There is still a common belief about Java being slow (especially during the startup) and memory-consuming, making it not being the first option for ephemeral service instances, like containers. This blog post pretends to put some light on those assertions, quantifying the impact of a last-generation JVM in a simple, single-threaded, application. We compare the impact of the JVM measuring the execution time and memory spent of a Java QuickSort implementation, comparing it with the execution of a native image generated with the modern GraalVM Ahead-Of-Time (AOT) compiler and the same QuickSort implementation in Go.
Base setup
- Mac OS X
- 4-Core Intel Core i7-7820HQ CPU at 2.90GHz
- 16GB RAM
- Java 11, GraalVM 19.03
- QuickSort implementation, for both Just-In-Time (JIT) and AOT compilation.
- Go 1.13.4
Tests setup
Each test consists of a program that:
- Allocates an N-sized array and populates it with random data.
- Sorts the array using a basic QuickSort algorithm.
- Checks that the array is correctly sorted.
The tests are repeated for array sizes from 10 to 1_000_000_000 32-bit integers.
The QuickSort program has three implementations:
- JIT: Java bytecode running into a GraalVM implementation.
- AOT: Native executable, compiled with the GraalVM
native-image
tool. - Go: Native executable, compiled with Go 1.13.4, to get a reference from another compiled, memory-managed language.
Test results
Execution time
The image below shows, in logarithmic scale, the execution times (in milliseconds) of the different implementations for the different array sizes:
Remarks:
-
The scenarios where the array is really small (less than 10_000 elements) allow us to quantify the impact of the JVM spinup time: between 80 and 90 milliseconds.
-
For scenarios that require more than 10 seconds, the JIT compiler is able to optimize the executable and finishes faster than any other implementation: around 9% faster than AOT, around 2% faster than Go.

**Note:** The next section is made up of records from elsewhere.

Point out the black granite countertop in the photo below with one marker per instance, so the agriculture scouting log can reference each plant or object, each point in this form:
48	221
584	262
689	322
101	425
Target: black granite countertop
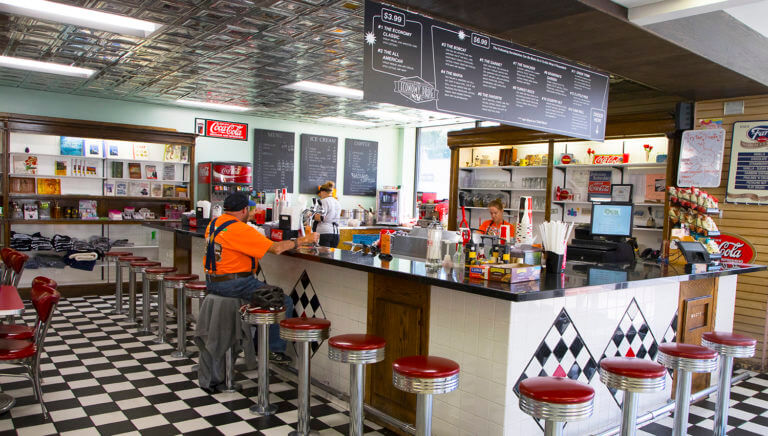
579	277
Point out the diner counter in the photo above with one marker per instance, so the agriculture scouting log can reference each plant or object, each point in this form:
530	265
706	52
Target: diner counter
579	277
499	333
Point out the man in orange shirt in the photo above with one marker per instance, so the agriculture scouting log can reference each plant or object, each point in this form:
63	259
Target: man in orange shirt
232	254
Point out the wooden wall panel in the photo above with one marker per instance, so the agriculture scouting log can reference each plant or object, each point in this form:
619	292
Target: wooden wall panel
748	222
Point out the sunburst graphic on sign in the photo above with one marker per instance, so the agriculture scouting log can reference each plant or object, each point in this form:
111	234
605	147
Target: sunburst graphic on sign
370	38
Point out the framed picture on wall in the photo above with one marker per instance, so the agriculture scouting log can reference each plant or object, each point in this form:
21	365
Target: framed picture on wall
621	193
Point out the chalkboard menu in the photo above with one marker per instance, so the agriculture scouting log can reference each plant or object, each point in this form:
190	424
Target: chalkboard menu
360	167
317	162
415	61
273	160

Resident Set Size (RSS) memory
The maximum RSS has been measured for the executions of the previous section:
Remarks:
- The impact of the JVM in terms of memory is important in very small workloads: from 25MB to almost 70MB in the scenario where the array size is >= 100_000_000 integers.
- For memory-intensive scenarios (100_000_000 integers == 400MB memory), the impact in memory is negligible, being the Java AOT implementation slightly less memory-consuming even than Go.
Other aspects
Compile time:
- Graal Bytecode: 1.4 seconds
- Graal Native: 39 seconds (yes, 39 seconds)
- Golang: 0.6 seconds
Executable size:
- Graal Bytecode: 1.5KB (but we should add the weight of a complete JVM).
- Graal Native: 6.5MB
- Golang: 2.1MB
Conclusions
This post shows a dummy experiment with a single-thread, memory-intensive application. We put light on some aspects, and the conclusions here may be an aspect to consider in future decisions (Java or not Java? JIT or AOT?) but definitely, you should do your own benchmarks for your workloads: CPU or I/O intensive? Short-lived or long-lived? Few or many instances of your workload?
The above conclusions are open for discussion.
Java JIT vs AOT
-
Startup time should not be the driver for choosing one or another configuration.
- Against the common belief, the JVM startup time should be negligible: 80-90 milliseconds, which could be probably improved through tuning or proper usage of the Java Modules system.
-
Execution speed should not be the driver for choosing one or another configuration.
- The optimization capabilities of a JIT compiler makes the executable running faster than in any other implementation.
- The optimization time and improvement would vary in larger code-bases.
-
Memory usage and packaging size MAY BE a driver for choosing one or another configuration.
- I would say those aspects are negligible in traditional scenarios, where each host or VM runs a few service instances for a long time.
- Java JIT implementation may not be the best option for scenarios with hundreds of containers running small workloads or simple processes, as the extra memory and disk size would be multiplied per each instance.
-
Java AOT comes at a price.
- Huge compilation times (may slow-down your CI/CD pipeline).
- Very limited reflection API, limiting the usage of several frameworks or requiring of extra, complex, configuration: JPA, Spring...
- This aspect will be treated in a future blog post.
GraalVM AOT vs Go
Go is a very mature language and comes with a mature compiler and toolset. It beats GraalVM AOT compiler in terms of compilation time, execution time and executable size.
The GraalVM native-image generator has still room for improvement, but their current results look promising. In future evaluations, we should see how GraalVM executables work with debuggers, profilers, and other tools.